Ia adalah Umar bin Abdul Aziz bin Marwan bin Al-Hakam bin Abu Al-Ash bin Umayyah bin Abd Syams bin Manaf, seorang imam dalam permasalahan agama dan dunia, penghafal hadis nawabi, mujtahid, laki-laki yang zuhud, pula ahli ibadah, sosok yang benar-benar layak digelari pemimpin orang-orang yang beriman. Ia dikenal juga dengan Abu Hafs, nasabnya Al-Qurasyi Al-Umawi.

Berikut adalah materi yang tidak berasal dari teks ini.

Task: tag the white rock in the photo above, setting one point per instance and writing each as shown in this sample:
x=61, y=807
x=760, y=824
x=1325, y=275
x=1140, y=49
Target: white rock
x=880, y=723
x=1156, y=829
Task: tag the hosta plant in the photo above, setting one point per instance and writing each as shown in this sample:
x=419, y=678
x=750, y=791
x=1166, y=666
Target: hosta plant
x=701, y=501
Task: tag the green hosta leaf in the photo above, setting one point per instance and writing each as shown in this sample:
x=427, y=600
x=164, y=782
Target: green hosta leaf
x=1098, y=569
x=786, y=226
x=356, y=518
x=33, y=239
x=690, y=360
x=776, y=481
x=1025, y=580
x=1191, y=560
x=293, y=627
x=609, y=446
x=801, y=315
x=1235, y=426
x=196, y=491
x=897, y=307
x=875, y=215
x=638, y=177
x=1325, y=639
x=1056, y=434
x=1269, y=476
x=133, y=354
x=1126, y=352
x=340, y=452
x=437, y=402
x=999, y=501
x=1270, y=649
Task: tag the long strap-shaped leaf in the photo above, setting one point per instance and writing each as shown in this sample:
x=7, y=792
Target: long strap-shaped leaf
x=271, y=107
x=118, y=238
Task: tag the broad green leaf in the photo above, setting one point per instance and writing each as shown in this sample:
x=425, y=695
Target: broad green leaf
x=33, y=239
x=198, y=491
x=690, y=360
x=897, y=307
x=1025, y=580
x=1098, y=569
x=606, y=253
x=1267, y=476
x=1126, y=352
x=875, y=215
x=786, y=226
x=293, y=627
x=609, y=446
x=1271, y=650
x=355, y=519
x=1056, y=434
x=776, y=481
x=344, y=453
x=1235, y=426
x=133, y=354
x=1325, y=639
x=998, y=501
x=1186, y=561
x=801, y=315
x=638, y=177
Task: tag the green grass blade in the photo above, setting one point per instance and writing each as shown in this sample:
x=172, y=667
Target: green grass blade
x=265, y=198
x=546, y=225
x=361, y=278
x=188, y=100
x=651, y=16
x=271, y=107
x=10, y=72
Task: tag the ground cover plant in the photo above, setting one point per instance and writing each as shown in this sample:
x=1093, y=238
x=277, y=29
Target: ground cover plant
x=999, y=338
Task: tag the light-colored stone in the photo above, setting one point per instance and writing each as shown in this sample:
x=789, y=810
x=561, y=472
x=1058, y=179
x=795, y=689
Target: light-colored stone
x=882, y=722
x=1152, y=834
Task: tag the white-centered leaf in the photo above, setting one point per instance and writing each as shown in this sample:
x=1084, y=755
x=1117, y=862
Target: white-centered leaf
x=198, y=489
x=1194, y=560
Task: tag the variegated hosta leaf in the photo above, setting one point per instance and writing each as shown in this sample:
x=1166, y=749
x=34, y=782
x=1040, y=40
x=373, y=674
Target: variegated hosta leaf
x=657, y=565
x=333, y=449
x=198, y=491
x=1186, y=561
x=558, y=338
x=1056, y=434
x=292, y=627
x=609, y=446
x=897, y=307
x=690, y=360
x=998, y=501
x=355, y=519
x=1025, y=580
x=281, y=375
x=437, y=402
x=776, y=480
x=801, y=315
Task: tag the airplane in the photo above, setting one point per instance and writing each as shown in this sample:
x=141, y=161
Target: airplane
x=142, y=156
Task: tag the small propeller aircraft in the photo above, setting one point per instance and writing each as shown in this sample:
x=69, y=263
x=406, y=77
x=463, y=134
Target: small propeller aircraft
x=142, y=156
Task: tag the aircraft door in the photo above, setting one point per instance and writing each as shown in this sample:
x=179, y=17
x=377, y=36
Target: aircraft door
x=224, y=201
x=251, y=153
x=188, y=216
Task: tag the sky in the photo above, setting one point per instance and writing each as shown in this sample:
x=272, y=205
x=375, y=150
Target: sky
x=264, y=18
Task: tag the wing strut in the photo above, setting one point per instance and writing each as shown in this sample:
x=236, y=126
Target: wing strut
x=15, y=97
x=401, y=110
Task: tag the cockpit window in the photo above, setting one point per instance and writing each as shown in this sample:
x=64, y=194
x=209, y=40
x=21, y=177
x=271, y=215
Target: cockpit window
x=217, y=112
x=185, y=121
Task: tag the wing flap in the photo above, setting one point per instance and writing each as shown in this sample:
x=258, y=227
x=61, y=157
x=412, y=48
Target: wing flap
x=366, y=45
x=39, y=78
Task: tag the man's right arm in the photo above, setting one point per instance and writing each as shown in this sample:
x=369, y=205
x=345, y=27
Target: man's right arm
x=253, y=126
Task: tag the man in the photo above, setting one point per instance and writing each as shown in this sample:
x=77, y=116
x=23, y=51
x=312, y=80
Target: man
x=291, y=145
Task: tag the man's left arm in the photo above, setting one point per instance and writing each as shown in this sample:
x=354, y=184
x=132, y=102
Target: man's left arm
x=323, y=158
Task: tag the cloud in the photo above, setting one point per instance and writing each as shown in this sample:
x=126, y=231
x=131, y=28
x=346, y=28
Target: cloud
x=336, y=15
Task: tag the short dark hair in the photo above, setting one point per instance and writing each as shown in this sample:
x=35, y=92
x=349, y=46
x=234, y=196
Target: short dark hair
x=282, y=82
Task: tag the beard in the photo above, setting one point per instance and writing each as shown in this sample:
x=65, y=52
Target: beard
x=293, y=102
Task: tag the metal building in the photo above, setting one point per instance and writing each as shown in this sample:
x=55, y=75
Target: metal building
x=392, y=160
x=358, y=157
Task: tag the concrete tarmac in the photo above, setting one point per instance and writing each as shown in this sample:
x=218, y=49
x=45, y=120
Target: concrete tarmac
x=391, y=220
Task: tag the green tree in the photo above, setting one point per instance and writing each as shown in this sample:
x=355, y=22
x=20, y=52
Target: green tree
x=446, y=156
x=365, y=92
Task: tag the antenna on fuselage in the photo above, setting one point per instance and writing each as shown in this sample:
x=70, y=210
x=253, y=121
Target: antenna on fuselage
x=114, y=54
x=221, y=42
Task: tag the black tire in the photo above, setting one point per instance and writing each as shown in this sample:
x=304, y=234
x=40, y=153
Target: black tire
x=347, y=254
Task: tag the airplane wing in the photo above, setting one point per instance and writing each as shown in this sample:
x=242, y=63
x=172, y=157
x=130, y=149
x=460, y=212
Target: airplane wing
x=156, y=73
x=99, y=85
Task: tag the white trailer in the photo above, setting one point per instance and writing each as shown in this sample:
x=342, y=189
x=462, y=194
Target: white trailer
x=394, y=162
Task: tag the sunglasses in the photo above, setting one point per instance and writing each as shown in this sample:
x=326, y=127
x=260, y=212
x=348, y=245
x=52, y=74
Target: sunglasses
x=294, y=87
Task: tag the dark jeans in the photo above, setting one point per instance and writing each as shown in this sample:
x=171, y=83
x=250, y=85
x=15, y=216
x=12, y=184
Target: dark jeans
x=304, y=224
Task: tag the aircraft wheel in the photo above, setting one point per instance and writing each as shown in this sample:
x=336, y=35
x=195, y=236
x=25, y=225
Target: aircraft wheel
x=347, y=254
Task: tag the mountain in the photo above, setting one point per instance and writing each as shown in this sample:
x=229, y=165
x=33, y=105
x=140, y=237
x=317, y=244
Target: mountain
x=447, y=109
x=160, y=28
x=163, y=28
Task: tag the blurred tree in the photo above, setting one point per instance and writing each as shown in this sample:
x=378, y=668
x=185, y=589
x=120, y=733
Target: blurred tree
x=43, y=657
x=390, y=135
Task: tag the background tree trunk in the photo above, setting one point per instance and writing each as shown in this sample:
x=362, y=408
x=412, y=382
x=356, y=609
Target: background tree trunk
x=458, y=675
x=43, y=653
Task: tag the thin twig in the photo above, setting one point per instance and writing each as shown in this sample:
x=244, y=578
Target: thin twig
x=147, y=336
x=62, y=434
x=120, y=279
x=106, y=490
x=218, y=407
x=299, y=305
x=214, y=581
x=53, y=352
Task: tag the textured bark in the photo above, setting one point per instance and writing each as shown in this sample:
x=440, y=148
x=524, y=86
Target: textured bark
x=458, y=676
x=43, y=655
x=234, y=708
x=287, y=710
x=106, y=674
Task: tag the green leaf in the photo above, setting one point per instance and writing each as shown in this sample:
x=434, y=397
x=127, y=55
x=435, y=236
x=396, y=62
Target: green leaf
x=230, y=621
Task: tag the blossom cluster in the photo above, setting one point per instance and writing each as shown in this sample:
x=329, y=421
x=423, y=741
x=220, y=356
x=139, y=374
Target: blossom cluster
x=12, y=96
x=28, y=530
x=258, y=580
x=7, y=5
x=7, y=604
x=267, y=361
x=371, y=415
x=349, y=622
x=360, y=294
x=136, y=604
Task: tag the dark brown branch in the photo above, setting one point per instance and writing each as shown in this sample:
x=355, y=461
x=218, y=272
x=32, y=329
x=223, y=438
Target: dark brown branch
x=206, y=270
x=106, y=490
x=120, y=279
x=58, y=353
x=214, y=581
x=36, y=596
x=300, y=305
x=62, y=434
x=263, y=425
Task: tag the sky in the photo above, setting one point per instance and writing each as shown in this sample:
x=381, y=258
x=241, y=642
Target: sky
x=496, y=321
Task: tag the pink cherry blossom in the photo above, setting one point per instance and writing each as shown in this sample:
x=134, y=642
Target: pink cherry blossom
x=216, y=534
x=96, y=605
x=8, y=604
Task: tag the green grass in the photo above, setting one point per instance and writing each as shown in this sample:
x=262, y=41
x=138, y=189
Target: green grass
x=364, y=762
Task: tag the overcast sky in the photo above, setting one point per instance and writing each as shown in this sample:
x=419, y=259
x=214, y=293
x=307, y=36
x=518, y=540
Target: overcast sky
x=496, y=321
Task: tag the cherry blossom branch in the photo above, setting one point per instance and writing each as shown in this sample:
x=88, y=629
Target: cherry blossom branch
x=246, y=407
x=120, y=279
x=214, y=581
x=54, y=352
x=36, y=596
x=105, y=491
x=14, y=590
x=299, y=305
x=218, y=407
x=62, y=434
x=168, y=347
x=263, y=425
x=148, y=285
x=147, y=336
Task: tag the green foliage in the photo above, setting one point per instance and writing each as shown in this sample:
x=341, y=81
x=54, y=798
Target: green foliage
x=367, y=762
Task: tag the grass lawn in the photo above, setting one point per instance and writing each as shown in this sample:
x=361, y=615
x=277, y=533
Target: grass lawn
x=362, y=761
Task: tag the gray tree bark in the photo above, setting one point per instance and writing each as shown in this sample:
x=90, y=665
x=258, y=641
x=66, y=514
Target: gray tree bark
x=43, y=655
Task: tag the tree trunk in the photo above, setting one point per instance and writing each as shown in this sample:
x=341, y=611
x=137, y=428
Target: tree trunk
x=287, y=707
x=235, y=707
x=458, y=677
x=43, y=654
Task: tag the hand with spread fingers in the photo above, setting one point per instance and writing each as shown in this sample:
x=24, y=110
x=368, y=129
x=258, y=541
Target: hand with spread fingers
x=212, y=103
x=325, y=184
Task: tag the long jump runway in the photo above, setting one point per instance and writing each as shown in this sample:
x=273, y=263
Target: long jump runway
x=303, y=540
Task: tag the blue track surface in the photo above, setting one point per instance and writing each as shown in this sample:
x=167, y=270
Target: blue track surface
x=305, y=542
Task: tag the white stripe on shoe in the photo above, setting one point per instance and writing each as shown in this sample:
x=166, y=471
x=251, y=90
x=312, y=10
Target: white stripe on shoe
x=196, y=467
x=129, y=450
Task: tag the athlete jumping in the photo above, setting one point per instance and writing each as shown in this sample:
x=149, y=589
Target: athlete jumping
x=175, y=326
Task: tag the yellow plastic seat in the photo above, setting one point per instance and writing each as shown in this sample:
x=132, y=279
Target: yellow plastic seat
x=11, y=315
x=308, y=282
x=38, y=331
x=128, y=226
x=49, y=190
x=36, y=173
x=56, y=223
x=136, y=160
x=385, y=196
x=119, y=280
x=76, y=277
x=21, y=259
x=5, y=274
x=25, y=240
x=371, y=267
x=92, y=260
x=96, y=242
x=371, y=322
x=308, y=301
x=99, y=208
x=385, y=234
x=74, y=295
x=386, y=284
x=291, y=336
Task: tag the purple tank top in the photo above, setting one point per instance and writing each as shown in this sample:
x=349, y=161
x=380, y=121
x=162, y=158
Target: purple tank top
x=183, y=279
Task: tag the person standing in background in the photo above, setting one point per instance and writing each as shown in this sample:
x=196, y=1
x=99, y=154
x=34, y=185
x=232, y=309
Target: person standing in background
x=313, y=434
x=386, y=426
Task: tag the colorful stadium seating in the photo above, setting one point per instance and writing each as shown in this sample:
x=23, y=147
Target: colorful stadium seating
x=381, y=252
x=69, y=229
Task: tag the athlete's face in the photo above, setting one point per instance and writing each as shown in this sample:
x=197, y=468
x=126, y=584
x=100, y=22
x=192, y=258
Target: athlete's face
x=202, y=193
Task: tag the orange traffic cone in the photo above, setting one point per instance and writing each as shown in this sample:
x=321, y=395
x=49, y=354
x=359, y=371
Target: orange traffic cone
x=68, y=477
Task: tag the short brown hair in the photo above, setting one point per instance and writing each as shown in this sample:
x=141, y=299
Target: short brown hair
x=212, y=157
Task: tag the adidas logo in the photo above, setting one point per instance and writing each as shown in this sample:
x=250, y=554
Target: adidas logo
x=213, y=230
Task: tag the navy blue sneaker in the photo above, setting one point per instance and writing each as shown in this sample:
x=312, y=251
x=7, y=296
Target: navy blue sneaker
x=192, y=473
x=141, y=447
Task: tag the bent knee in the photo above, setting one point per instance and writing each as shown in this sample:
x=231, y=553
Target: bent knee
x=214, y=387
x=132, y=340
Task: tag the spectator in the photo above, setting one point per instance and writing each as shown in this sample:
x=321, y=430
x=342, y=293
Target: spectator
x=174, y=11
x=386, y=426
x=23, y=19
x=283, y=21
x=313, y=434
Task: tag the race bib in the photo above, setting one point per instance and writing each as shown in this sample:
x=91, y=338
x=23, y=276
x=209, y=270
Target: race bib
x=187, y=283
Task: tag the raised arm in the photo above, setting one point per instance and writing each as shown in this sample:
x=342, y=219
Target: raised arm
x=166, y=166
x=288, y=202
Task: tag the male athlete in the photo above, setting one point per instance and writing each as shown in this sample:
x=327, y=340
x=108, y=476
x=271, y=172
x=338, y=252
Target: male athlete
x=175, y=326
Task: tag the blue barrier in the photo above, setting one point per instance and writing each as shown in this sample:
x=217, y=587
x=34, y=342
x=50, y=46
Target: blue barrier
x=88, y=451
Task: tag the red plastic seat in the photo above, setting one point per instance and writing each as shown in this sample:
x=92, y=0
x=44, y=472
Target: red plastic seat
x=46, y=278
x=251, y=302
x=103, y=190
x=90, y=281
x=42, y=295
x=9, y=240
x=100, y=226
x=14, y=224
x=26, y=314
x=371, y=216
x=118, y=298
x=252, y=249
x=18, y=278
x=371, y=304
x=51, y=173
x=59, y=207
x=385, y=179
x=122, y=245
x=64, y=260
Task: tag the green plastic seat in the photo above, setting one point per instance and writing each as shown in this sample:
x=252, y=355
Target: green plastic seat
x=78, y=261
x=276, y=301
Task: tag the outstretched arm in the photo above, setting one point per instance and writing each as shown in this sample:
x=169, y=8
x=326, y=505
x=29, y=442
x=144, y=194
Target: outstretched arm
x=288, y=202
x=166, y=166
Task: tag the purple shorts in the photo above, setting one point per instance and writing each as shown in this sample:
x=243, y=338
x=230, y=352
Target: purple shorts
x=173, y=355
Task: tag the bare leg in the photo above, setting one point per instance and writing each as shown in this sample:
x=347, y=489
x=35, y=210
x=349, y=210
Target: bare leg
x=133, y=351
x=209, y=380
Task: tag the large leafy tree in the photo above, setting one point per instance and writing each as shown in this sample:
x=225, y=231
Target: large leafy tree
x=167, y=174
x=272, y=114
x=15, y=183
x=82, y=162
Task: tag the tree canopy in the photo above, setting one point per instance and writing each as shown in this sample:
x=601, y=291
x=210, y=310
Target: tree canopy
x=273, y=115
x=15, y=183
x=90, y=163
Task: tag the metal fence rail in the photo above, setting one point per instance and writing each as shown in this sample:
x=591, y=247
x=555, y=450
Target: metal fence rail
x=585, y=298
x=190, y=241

Ia adalah Umar bin Abdul Aziz bin Marwan bin Al-Hakam bin Abu Al-Ash bin Umayyah bin Abd Syams bin Manaf, seorang imam dalam permasalahan agama dan dunia, penghafal hadis nawabi, mujtahid, laki-laki yang zuhud, pula ahli ibadah, sosok yang benar-benar layak digelari pemimpin orang-orang yang beriman. Ia dikenal juga dengan Abu Hafs, nasabnya Al-Qurasyi Al-Umawi.
Ayahnya adalah Abdul Aziz bin
Marwan, salah seorang dari gubernur Klan Umayah. Ia seorang yang pemberani lagi
suka berderma. Ia menikah dengan seorang wanita salehah dari kalangan Quraisy
lainnya, wanita itu merupakan keturunan Umar bin Khattab, dialah Ummua Ashim
binti Ashim bin Umar bin Khattab, dialah ibu Umar bin Abdul Aziz. Abdul Aziz
merupakan laki-laki yang saleh yang baik pemahamannya terhadap agama. Ia
merupakan murid dari sahabat senior Abu Hurairah.
Ibunya Ummu Ashim, Laila binti Ashim bin Umar bin
Khattab. Bapaknya Laila merupakan anak Umar bin Khattab, ia sering menyampaikan
hadis nabi dari Umar. Ia adalah laki-laki dengan perawakan tegap dan jangkung,
satu dari sekian laki-laki mulia di zaman tabi’in. Ada kisah menarik mengenai
kisah pernikahannya, kisah ini cukup penting untuk diketengahkan karena dampak kejadian
ini membekas kepada keturunannya, yakni Umar bin Abdul Aziz.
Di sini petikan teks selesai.